RODRIGO V. FONTELERA and AMADO A. FONTELERA, Petitioners, v. HONORABLE JUDGE AUGUSTO M. AMORES and MARY AGNES BURNS, Respondents.

Rodrigo V. Fontelera for petitioner Amado Fontelera.

Calixto K. Acenas for Private Respondent.

SYNOPSIS


In the court a quo judgment was rendered in favor of petitioners. This was disregarded by filed a motion to declare her in contempt. This was disregarded by private respondent as a result of which, petitioners filed a motion to declare her in contempt. On the date set for the hearing, petitioners were informed that the motion was denied because they were not in court earlier when the matter was heard. In a motion for reconsideration, the following statements were made. "This is tyranny or capricious and whimsical exercise of power. . . . It sparkles the rays of prejudice and personal hostility." Petitioners were charged with, found guilty of direct contempt of court, and sentenced to pay a fine.

A petition for cetiorari and mandamus was filed to correct the respondent judge’s alleged grave abuse of discretion in finding petitioners guilty of contempt and in summarily dismissing the motion for indirect contempt filed against private respondent; to nullify the hasty dismissal thereof; and to grant due hearing thereon.

The Supreme Court upheld the finding that petitioners were guilty of contempt for use of offensive language. However, it granted the writ of certiorari with respect to respondent judge’s order dismissing summarily petitioners’ motion to declare private respondent in indirect contempt and the writ of mandamus for respondent judge or whoever is assigned in his stead to calendar, and to hear the aforesaid motion.


SYLLABUS


1. CONSTITUTIONAL LAW; JUDICIAL POWER; PUNISHMENT FOR CONTEMPT; TO BE EXERCISED WITH RESTRAINT AND JUDICIOUSNESS. — It is not open to dispute that implied in the judicial power vested in courts under the Constitution is the inherent power to punish for contempt. Ever since the establishment of the present judicial system, such a prerogative has been exercised with the approval of the Court. It cannot be denied that unless exercised with restraint and judiciousness, this power lends itself to manisfestations of whim, caprice, and arbitrariness. There is a compelling and exigent need therefore for judges to take the utmost care lest prejudice, innate or covert hostility to personality of counsel, or previous incidents lead them to characterize conduct susceptible of innocent explanation as slights on the dignity of the court. It is ever timely to remember how easy it is to overstep the dividing line that should separate the prosecutor from the judge, when both roles are merged in the same person. The infusion of personal element may go unnoticed. Even if such were not the case, objectively viewed, such an impression may be difficult to avoid by 6 laymen. This is a consideration that cannot be overlooked.

2. ID.; ID.; ID.; TO BE EXERCISED ON THE PRESERVATIVE PRINCIPLE. — It is important that public confidence in judicial impartiality and fairness be not impaired. It is not so much for the sake of the judge alone then, but much more so for vindicating the popular belief in court proceedings being marked by calmness and dignity, that there should be a curb on the otherwise human failing of detecting disrespect in conduct or statements from counsel that could not satisfy the highest standard of politeness or courtesy. When an occurrence of such character presents itself, an admonition or warning should suffice. There much be caution and hesitancy on the part of judges against the exercise of this awesome prerogative under such circumstances. The power to punish for contempt, as was pointed out in Villavicencio v. Lukban (39 Phil. 778), should be exercised on the preservative and not on the vindicative principle. Only occasionally should the court invoke its inherent power in order to retain that respect without which the administration of justice must falter or fail.
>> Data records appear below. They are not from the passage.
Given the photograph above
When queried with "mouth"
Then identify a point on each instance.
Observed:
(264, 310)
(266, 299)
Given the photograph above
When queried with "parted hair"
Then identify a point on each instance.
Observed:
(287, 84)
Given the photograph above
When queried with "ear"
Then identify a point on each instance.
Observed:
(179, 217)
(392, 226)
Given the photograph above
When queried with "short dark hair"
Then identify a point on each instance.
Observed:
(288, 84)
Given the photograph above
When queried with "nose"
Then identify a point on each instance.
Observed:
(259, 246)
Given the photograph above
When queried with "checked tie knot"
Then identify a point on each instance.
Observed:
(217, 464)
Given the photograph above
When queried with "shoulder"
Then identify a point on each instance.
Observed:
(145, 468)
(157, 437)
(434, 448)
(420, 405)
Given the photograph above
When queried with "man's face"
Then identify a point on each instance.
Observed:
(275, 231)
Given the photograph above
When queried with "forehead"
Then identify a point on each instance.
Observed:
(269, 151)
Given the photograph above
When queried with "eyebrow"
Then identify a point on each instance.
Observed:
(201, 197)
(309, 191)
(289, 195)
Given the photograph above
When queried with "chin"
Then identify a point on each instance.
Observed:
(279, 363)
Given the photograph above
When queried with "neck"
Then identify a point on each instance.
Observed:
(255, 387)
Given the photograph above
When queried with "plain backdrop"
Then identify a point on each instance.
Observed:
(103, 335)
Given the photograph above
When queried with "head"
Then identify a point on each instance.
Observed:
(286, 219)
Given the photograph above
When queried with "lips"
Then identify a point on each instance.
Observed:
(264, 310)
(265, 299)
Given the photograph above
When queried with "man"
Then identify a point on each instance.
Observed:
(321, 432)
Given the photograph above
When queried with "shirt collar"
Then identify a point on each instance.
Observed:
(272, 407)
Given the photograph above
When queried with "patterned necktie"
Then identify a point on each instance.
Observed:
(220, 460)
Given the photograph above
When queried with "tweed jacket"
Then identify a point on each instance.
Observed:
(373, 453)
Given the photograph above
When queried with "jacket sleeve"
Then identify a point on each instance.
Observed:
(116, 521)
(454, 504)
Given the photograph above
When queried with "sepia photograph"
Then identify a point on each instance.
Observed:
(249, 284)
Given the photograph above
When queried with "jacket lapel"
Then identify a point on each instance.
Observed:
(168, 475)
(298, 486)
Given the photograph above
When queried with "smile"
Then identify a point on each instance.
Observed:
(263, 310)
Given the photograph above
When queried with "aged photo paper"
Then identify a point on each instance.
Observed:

3. ID.; ID.; ID.; USE OF OFFENSIVE LANGUAGE BEFORE THE COURT CONSTITUTES CONTEMPT. — Where a litigant in a pleading, goes further than is warranted by zealous advocacy, charging the Judge of "tyranny" and accusing him of "prejudice and personal hostility" he is guilty of direct contempt. The imputations are degoratory to the character of a man on the bench, expressed in intemperate language amounting to vilification.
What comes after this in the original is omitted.